PARADISI FISCALI: TOCCARLI SIGNIFICHEREBBE LA FINE DEL CAPITALISMO



Spesso, ma sempre meno (chissà perché?), si parla dei paradisi fiscali e dell’impotenza da parte degli stati di raggiungere, identificare gli elusori e rientrare dei propri soldi, in quanto molti stati non concedono informazioni riguardo ai nominativi e spesso neanche sulle rimanenze in conto corrente. Lo stesso discorso vale anche per le imprese con sede in tali regioni del mondo.

Siccome non so chi sia, non conosco l’esatto importo di ciascuno e non conosco nemmeno la strada dei capitali non posso far altro che tassare i residenti in patria perché da qualche parte avrei bisogno di finanziarmi? Questa è la retorica che almeno quelli più attenti si bevono quotidianamente.

E se dall’oggi al domani cambiassi moneta? E se lo facessi nel modo seguente. Cambio della moneta alla pari fino a un certo importo: per i residenti (aziende o imprese); sotto la pari in altri casi, magari molto sotto alla pari per importi provenienti dai paradisi fiscali. E se lo facessi ogni dieci anni?

Le formule possono essere delle più svariate, ma la logica di fondo permane: gli strumenti a disposizione per arrivare ai paradisi fiscali ci sono e non nuocono alla sovranità degli altri. Non sarebbe nemmeno un fatto isolato o inedito: si pensi alla riunificazione tedesca e al cambio con la Germania dell’Est; il cambio non fu uguale per tutti e per tutti gli importi, ma venne selezionato e diversificato.

Sapendo che alle scadenze prefissate i detentori di moneta in accumulo e non reinvestita saranno tassati alla pari, magari, di una patrimoniale annua ovviamente tenderanno a sbarazzarsene e deprezzerebbero la stessa moneta. Questo è vero fino ad un certo punto, quando tutta la moneta sarà minimizzata e, come è giusto che sia, finalizzata agli scambi e non all’accumulo il valore si stabilizza e il rischio di interventi straordinari si azzera.

Come sappiamo il passaggio da un sistema D-M-D’ ad uno del tipo M-D-M comporta anche altri “inconvenienti”, ossia il rischio della delocalizzazione di imprese private, in quanto orientate al profitto e quindi all’accumulo (lecito o illecito che sia).

Il nodo da sciogliere, ancora una volta, resta comunque la proprietà e il possesso privato, ma non mi stancherò mai di ripetere, che il superamento della proprietà privata non è un fine, ma un mezzo.

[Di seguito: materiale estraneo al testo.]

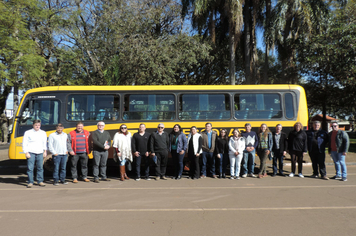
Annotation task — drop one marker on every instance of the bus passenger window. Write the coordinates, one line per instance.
(204, 107)
(263, 106)
(45, 110)
(149, 107)
(82, 107)
(288, 103)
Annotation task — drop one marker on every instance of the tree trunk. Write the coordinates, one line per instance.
(266, 67)
(16, 99)
(247, 42)
(3, 97)
(212, 27)
(232, 56)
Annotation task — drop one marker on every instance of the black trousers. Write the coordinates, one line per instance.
(318, 160)
(194, 169)
(162, 159)
(297, 156)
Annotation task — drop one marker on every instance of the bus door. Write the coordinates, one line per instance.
(46, 110)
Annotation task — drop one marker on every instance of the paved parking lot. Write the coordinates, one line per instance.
(268, 206)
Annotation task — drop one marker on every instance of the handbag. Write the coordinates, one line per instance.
(128, 165)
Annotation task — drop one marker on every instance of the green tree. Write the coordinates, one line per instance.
(292, 21)
(20, 64)
(329, 61)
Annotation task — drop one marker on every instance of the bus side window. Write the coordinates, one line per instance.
(289, 105)
(93, 107)
(260, 106)
(149, 107)
(45, 110)
(204, 107)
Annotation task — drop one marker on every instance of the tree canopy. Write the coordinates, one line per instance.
(137, 42)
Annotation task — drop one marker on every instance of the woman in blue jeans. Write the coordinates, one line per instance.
(178, 145)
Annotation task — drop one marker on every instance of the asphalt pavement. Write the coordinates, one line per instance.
(249, 206)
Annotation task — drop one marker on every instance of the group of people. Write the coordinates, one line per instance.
(208, 148)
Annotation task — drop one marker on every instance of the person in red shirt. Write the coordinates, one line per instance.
(79, 150)
(338, 147)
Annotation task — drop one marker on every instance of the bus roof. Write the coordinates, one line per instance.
(165, 87)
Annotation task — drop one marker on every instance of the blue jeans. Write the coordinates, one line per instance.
(145, 160)
(123, 162)
(177, 163)
(248, 161)
(223, 160)
(38, 159)
(208, 158)
(60, 163)
(278, 157)
(339, 161)
(100, 158)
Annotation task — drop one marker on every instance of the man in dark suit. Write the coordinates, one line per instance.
(280, 147)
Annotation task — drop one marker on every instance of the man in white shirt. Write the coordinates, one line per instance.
(57, 145)
(34, 146)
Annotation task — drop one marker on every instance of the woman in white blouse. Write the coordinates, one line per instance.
(236, 148)
(122, 146)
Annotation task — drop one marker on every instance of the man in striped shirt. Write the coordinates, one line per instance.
(79, 150)
(34, 146)
(57, 145)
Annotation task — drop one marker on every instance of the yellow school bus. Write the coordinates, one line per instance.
(225, 106)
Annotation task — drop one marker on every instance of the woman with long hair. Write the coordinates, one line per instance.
(195, 143)
(222, 151)
(178, 145)
(264, 148)
(122, 146)
(297, 146)
(236, 148)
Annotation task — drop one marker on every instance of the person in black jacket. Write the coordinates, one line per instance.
(297, 147)
(159, 146)
(178, 146)
(222, 151)
(195, 143)
(317, 140)
(139, 146)
(280, 147)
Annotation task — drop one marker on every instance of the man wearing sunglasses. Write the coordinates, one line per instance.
(338, 147)
(159, 146)
(101, 143)
(139, 148)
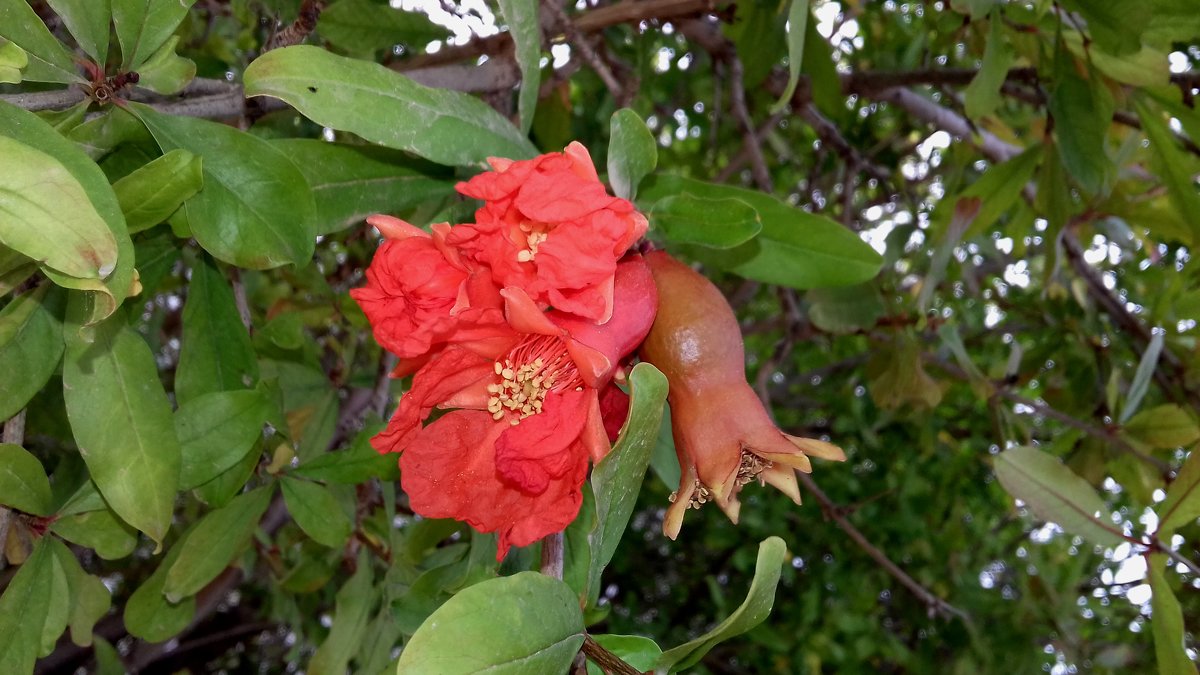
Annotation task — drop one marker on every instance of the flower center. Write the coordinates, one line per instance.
(533, 369)
(535, 233)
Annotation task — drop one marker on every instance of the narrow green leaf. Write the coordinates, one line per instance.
(633, 153)
(167, 72)
(1056, 494)
(797, 31)
(217, 538)
(23, 482)
(795, 248)
(149, 195)
(753, 611)
(256, 209)
(215, 353)
(353, 181)
(351, 615)
(30, 346)
(515, 625)
(317, 512)
(216, 431)
(1167, 622)
(121, 420)
(982, 96)
(363, 28)
(89, 23)
(385, 107)
(526, 31)
(48, 216)
(618, 478)
(24, 608)
(48, 59)
(143, 25)
(1182, 503)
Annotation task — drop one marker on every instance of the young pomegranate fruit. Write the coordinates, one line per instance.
(724, 436)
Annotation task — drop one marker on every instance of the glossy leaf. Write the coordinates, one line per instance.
(216, 431)
(217, 538)
(795, 248)
(383, 106)
(618, 478)
(121, 420)
(317, 512)
(88, 22)
(753, 611)
(717, 223)
(143, 25)
(353, 181)
(256, 209)
(30, 347)
(23, 483)
(525, 28)
(522, 623)
(149, 195)
(215, 353)
(1054, 493)
(48, 216)
(48, 59)
(633, 153)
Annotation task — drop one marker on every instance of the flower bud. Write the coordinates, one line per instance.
(724, 436)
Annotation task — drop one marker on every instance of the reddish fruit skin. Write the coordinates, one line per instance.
(724, 435)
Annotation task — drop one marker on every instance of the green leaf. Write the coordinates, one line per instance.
(383, 106)
(351, 615)
(1171, 165)
(1167, 622)
(25, 127)
(353, 181)
(48, 59)
(753, 611)
(795, 248)
(1182, 503)
(143, 25)
(88, 22)
(361, 27)
(217, 538)
(24, 608)
(715, 223)
(982, 96)
(635, 650)
(256, 209)
(1164, 426)
(48, 216)
(515, 625)
(99, 530)
(89, 598)
(216, 431)
(12, 60)
(317, 512)
(149, 195)
(121, 420)
(215, 353)
(1056, 494)
(23, 483)
(148, 614)
(526, 33)
(30, 347)
(167, 72)
(633, 153)
(618, 478)
(797, 31)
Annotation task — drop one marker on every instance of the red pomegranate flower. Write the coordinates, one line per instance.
(514, 455)
(550, 228)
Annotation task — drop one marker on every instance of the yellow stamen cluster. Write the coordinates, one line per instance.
(521, 389)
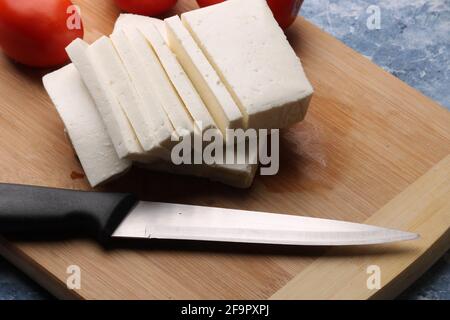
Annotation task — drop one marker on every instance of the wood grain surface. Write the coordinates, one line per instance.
(371, 149)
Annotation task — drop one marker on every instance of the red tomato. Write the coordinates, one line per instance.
(146, 7)
(36, 33)
(285, 11)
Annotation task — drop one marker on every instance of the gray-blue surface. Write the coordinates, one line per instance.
(410, 39)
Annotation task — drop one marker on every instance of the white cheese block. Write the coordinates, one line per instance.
(84, 125)
(152, 111)
(241, 176)
(248, 49)
(108, 61)
(114, 117)
(171, 102)
(128, 20)
(205, 79)
(179, 79)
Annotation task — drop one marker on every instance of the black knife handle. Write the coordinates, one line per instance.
(47, 211)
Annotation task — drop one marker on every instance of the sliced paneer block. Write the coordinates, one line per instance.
(238, 176)
(128, 20)
(179, 79)
(84, 125)
(248, 49)
(205, 79)
(152, 110)
(119, 128)
(109, 63)
(171, 102)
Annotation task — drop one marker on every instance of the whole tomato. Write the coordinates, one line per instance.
(146, 7)
(36, 33)
(285, 11)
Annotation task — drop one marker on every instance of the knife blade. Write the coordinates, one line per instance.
(40, 210)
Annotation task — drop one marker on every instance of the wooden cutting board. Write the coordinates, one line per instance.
(371, 149)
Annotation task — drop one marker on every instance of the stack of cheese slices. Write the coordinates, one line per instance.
(124, 98)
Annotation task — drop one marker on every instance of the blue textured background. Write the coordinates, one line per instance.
(413, 43)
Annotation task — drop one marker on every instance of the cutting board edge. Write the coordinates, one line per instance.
(34, 271)
(413, 265)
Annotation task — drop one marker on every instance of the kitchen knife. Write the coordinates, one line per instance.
(39, 210)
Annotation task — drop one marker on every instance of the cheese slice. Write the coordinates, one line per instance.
(205, 79)
(108, 61)
(179, 79)
(239, 174)
(151, 109)
(84, 125)
(171, 102)
(250, 52)
(128, 20)
(119, 128)
(235, 176)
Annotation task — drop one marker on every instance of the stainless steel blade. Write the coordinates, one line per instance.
(156, 220)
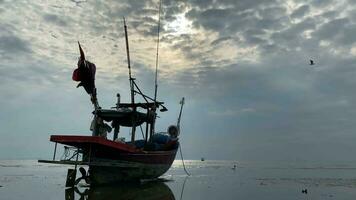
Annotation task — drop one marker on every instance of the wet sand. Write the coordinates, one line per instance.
(27, 179)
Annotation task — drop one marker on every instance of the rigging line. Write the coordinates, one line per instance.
(182, 191)
(181, 155)
(158, 30)
(142, 132)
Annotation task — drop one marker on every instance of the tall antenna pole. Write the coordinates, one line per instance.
(131, 84)
(158, 30)
(156, 85)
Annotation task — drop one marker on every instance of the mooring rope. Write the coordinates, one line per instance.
(181, 155)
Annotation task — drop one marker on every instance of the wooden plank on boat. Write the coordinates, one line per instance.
(86, 141)
(63, 162)
(102, 163)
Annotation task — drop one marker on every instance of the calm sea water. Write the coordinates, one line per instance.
(27, 179)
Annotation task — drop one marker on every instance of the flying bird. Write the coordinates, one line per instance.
(312, 62)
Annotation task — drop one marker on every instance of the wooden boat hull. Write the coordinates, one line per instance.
(104, 175)
(111, 162)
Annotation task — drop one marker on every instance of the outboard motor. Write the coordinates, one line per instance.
(173, 131)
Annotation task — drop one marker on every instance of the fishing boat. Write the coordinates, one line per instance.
(117, 160)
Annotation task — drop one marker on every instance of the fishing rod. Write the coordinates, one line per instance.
(156, 74)
(158, 30)
(131, 81)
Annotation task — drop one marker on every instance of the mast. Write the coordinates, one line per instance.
(158, 30)
(131, 83)
(156, 74)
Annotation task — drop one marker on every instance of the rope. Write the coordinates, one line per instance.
(181, 155)
(142, 132)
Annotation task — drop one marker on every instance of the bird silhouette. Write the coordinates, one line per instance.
(312, 62)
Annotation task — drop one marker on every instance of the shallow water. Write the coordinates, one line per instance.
(27, 179)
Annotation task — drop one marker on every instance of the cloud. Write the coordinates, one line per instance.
(242, 66)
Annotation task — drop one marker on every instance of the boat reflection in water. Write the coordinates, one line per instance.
(149, 190)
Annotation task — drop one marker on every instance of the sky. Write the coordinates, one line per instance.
(242, 66)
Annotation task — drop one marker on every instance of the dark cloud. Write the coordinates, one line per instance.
(330, 30)
(55, 19)
(301, 11)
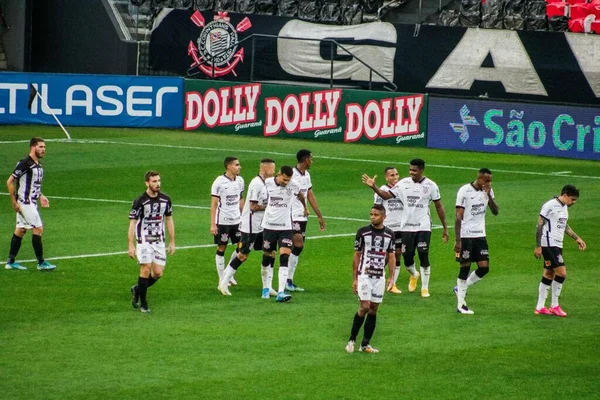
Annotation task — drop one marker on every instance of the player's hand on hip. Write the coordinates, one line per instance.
(171, 248)
(44, 201)
(368, 180)
(131, 251)
(321, 224)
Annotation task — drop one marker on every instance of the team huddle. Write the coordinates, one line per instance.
(273, 218)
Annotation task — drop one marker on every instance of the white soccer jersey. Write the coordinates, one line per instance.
(475, 204)
(28, 176)
(229, 192)
(393, 210)
(251, 220)
(305, 184)
(278, 214)
(556, 215)
(415, 197)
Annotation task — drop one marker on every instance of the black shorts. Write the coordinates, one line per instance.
(299, 227)
(552, 257)
(249, 242)
(473, 250)
(415, 241)
(227, 232)
(272, 239)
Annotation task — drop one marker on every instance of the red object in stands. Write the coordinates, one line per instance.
(559, 9)
(581, 10)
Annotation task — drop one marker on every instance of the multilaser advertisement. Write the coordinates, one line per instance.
(339, 115)
(514, 128)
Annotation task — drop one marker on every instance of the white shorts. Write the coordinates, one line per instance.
(371, 289)
(29, 217)
(151, 253)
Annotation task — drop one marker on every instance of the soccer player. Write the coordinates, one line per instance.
(147, 218)
(373, 247)
(25, 189)
(416, 193)
(299, 219)
(251, 229)
(551, 228)
(277, 224)
(226, 205)
(470, 245)
(393, 220)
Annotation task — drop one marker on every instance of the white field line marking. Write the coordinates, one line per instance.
(75, 141)
(174, 205)
(198, 246)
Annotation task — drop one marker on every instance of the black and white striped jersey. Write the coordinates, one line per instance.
(150, 213)
(374, 245)
(28, 177)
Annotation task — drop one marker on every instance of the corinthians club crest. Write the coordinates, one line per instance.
(216, 53)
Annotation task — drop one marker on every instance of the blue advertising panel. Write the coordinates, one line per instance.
(92, 100)
(515, 128)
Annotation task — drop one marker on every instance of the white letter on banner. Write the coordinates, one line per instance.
(110, 100)
(512, 65)
(86, 102)
(159, 95)
(303, 58)
(354, 117)
(193, 111)
(131, 101)
(586, 49)
(12, 95)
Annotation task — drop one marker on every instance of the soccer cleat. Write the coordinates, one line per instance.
(15, 266)
(224, 290)
(282, 297)
(465, 310)
(350, 346)
(292, 287)
(558, 311)
(394, 289)
(412, 282)
(46, 266)
(543, 311)
(135, 296)
(368, 349)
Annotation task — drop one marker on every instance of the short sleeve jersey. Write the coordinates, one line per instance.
(305, 184)
(374, 246)
(556, 215)
(150, 213)
(229, 192)
(278, 214)
(393, 210)
(251, 220)
(475, 203)
(415, 197)
(28, 175)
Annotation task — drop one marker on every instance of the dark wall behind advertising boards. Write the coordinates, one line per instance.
(514, 128)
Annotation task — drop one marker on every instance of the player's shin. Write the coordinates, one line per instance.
(543, 289)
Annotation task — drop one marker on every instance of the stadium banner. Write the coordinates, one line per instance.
(340, 115)
(92, 100)
(536, 66)
(514, 128)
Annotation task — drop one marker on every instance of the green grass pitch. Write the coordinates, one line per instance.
(72, 334)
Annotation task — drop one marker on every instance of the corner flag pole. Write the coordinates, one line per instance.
(32, 94)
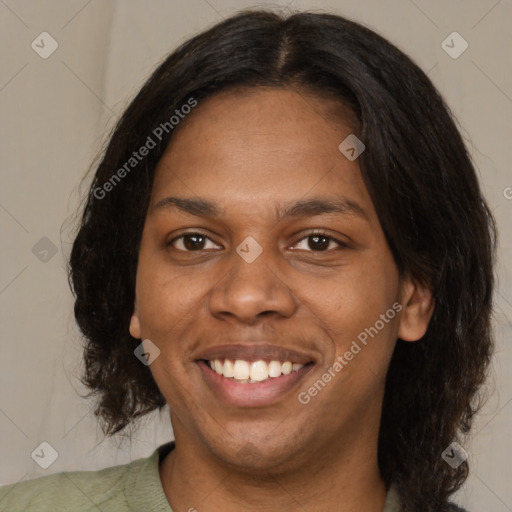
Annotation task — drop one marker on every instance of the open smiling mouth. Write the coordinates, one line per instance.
(252, 383)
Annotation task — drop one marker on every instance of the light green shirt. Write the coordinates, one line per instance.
(134, 487)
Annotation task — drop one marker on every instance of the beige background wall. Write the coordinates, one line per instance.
(54, 115)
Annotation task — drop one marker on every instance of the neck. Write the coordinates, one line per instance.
(341, 476)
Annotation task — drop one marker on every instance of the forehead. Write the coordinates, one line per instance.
(261, 147)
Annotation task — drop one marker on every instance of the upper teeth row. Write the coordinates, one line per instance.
(255, 371)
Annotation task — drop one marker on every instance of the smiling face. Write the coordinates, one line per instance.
(270, 251)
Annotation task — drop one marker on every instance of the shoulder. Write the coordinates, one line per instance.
(74, 491)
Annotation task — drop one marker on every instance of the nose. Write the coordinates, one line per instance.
(250, 291)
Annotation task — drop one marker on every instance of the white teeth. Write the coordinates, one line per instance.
(241, 370)
(259, 371)
(274, 369)
(228, 369)
(256, 371)
(286, 369)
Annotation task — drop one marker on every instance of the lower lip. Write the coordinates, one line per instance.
(258, 394)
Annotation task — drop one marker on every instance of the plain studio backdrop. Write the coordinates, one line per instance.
(58, 101)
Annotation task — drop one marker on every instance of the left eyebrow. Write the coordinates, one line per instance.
(303, 208)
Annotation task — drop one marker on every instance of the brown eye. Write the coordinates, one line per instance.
(319, 242)
(190, 242)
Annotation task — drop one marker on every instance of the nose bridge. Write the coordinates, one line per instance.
(252, 285)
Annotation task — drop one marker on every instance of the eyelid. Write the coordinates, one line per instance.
(323, 233)
(317, 232)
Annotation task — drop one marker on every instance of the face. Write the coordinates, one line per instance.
(270, 254)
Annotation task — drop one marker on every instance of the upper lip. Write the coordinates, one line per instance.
(255, 352)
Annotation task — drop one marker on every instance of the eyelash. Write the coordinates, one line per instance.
(312, 234)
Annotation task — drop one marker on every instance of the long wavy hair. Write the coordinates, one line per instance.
(425, 191)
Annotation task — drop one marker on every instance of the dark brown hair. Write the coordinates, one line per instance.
(425, 191)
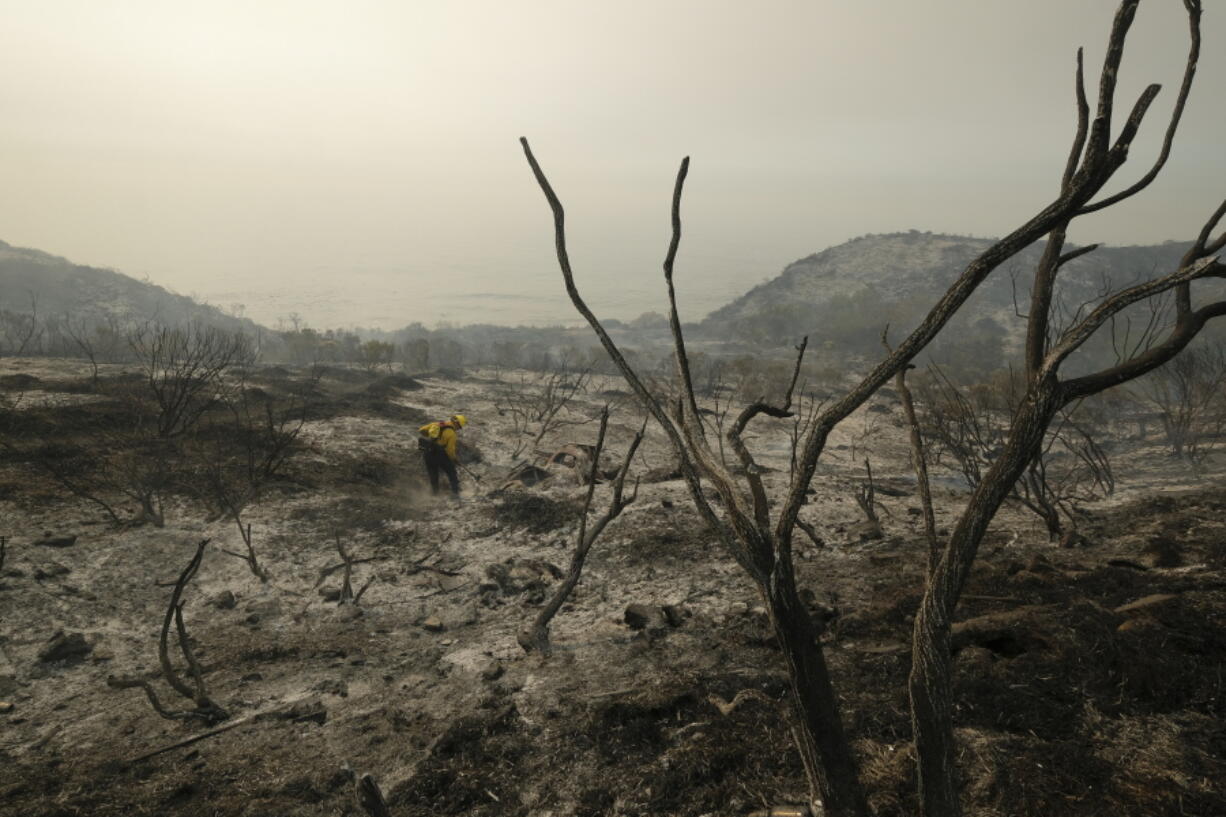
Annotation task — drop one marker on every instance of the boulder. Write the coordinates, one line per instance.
(64, 647)
(223, 600)
(640, 616)
(52, 540)
(1145, 604)
(1161, 551)
(867, 531)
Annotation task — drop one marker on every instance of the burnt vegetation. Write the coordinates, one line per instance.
(931, 579)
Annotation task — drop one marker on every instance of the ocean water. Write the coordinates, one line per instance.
(388, 301)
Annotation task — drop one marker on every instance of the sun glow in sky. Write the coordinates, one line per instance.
(250, 151)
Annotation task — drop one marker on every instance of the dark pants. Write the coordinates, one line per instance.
(438, 460)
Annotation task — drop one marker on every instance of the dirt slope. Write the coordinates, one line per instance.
(1070, 702)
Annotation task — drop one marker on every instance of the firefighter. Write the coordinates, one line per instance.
(438, 444)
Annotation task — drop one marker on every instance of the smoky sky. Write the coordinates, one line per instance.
(369, 147)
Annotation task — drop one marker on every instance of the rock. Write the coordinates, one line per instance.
(347, 612)
(1161, 551)
(261, 610)
(332, 687)
(975, 661)
(1139, 625)
(867, 531)
(50, 572)
(1039, 563)
(674, 615)
(1008, 633)
(223, 600)
(449, 583)
(308, 712)
(50, 540)
(1145, 604)
(639, 616)
(1073, 539)
(64, 647)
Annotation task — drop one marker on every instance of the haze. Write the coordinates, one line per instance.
(357, 162)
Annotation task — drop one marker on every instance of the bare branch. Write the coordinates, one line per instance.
(1189, 71)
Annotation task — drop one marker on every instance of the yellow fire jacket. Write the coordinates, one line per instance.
(443, 434)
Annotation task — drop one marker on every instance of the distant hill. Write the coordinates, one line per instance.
(847, 293)
(59, 287)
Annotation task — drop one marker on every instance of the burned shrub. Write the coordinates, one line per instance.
(533, 513)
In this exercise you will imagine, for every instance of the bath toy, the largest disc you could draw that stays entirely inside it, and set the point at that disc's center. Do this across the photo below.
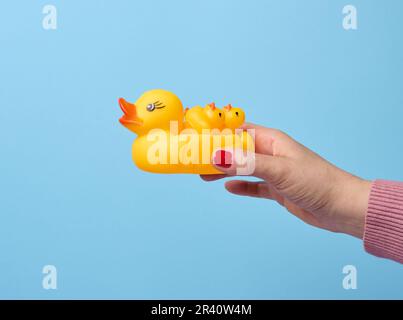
(234, 117)
(173, 140)
(209, 117)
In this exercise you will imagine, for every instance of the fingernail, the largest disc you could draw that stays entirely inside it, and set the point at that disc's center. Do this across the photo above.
(222, 158)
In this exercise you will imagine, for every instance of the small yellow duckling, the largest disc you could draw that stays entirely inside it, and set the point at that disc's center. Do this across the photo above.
(234, 117)
(162, 146)
(209, 117)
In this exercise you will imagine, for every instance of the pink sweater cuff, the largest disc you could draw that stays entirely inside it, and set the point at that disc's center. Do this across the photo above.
(383, 235)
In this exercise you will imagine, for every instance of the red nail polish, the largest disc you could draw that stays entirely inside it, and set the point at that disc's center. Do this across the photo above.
(222, 158)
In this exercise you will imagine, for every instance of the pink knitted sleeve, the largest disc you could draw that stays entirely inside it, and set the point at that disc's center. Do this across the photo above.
(383, 235)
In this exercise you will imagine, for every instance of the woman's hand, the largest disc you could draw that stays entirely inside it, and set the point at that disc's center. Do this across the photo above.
(307, 185)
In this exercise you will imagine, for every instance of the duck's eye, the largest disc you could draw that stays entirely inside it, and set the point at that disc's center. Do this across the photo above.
(151, 107)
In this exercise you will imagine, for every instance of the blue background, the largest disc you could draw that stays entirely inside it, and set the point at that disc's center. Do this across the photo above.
(70, 195)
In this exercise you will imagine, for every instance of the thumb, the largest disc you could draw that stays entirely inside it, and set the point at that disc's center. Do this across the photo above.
(269, 168)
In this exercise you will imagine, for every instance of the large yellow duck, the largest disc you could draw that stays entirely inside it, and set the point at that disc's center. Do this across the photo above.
(173, 141)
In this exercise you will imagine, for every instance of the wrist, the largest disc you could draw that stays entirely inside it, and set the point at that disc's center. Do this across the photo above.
(353, 205)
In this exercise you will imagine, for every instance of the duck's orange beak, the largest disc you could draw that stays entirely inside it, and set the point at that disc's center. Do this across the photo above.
(129, 118)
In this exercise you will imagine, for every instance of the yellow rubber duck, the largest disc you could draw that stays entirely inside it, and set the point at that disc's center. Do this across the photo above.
(209, 117)
(234, 117)
(168, 144)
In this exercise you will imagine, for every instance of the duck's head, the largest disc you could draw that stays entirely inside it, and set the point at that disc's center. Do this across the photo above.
(234, 117)
(155, 109)
(215, 116)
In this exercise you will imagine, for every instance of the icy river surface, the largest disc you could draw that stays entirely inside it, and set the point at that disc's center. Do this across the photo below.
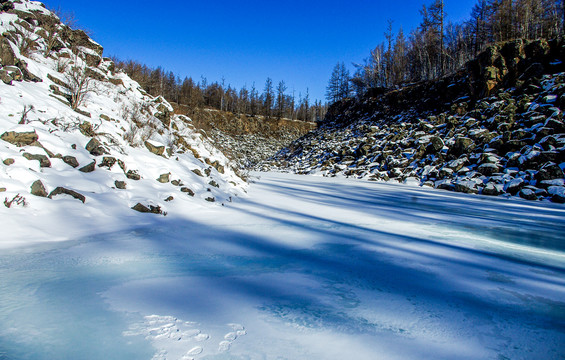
(301, 268)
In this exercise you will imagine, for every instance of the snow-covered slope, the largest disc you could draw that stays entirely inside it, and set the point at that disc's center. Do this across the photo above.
(88, 167)
(501, 135)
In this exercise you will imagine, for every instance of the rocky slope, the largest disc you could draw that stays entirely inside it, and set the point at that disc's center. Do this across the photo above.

Un mezzo che poi dovrà tener conto per forza di cose di tutte quelle teorie scientifico-borghesi sull’efficienza ed efficacia economica e come si raggiungono. In altre parole, bisogna studiare Marx e Keynes per comprendere i limiti e le correzioni fallimentari al capitalismo, ma poi una volta raggiunto l’obiettivo, quello di abrogarlo, bisognerà che i compagni si mettano a studiare seriamente tutta quella marea di modelli e metodi economico scientifici ideati e promossi dalla borghesia per saper applicarli costruttivamente al socialismo.